Boron Nitride-Doped Inorganic Hydrated Salt Gels Demonstrating Superior Thermal Energy Storage and Wearability Toward High-Performance Personal Thermal Management

Abstract

Realizing the person thermal management (PTM) toward human body and its local environment is emerging as a research hotspot. Sodium sulfate decahydrate (SSD) possessing reversible thermal energy absorption, storage, and release around the human body temperature provides a promising solution for PTM and thermal comfort. However, developing SSD-based functional materials with superior thermophysical properties and wearability to enable efficient PTM still remains a huge challenge. Herein, a strategy of ionic cross-linking, chemical cross-linking, and boron nitride (BN) doping is developed to manufacture the high-performance hybrid SSD gels.
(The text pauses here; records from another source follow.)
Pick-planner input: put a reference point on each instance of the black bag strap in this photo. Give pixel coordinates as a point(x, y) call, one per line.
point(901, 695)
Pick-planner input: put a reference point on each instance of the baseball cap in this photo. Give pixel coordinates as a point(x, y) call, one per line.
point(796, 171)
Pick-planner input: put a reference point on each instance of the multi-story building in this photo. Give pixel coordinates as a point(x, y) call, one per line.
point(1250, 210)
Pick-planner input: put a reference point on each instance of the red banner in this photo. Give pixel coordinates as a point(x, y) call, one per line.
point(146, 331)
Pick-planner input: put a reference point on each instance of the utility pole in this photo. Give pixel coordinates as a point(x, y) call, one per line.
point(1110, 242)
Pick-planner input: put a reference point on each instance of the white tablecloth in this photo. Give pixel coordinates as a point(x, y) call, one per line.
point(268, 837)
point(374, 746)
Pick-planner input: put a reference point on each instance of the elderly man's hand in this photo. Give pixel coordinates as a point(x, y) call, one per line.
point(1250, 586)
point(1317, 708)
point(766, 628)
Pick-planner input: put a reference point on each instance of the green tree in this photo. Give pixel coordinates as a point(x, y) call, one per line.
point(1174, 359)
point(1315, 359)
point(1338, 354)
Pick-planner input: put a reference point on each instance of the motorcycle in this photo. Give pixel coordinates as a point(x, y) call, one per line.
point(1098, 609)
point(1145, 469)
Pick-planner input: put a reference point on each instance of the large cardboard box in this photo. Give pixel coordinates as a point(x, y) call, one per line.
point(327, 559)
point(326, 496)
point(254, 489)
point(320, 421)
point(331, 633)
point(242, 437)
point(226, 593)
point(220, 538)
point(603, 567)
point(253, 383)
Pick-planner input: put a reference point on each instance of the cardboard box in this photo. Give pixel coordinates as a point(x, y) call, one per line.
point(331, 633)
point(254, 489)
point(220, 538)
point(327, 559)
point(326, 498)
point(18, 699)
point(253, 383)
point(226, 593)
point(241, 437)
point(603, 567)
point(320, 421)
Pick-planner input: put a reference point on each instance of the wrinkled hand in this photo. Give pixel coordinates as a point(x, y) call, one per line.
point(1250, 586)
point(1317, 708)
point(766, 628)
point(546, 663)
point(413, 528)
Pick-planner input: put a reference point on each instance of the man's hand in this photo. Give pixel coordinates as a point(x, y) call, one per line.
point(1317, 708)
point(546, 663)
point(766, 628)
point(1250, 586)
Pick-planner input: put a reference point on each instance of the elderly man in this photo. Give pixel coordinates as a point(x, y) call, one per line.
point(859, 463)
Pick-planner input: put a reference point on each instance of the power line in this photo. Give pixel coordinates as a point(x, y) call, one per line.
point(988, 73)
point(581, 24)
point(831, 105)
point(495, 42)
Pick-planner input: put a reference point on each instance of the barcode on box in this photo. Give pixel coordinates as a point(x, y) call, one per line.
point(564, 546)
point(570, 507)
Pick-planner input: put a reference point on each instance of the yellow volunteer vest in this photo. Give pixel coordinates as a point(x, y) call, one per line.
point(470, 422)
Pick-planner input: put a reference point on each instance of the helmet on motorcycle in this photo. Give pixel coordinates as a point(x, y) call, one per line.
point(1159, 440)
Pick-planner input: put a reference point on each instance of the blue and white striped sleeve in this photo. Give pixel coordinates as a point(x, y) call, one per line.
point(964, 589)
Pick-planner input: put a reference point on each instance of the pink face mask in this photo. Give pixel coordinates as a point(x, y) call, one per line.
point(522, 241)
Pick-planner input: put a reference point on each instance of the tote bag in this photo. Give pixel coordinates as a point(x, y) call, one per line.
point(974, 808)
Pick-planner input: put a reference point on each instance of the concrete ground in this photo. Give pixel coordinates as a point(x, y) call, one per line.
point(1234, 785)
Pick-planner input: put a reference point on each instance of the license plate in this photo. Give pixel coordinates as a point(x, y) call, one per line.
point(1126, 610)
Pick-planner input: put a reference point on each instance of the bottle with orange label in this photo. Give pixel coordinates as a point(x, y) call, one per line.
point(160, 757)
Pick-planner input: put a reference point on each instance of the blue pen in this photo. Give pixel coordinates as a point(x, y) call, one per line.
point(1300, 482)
The supercooling degree of the BN@SSD gels can be reduced to 0 °C. The thermal conductivity (1.2668 W m–1 K–1) of the BN@SSD gels can be increased by 63.14%. The BN@SSD gels present a large thermal energy storage capacity of 132.52 J g–1. The BN@SSD gels demonstrate excellent form stability to confine the liquid SSD and high cyclic stability of 200 cycles. Furthermore, The BN@SSD gels also possess superior wearability in terms of high flexibility, high self-repairing efficiency, and high cost effectiveness (5.53 × 10–3 ¥ g–1). Owing to the various merits of the synergistic enhancement effect, the BN@SSD gels are effectively utilized in wearable PTM to generate thermal comfort for the human body. The multifunctional thermal energy storage gels offer a promising route to the highly efficient application of PCMs in next-generation PTM.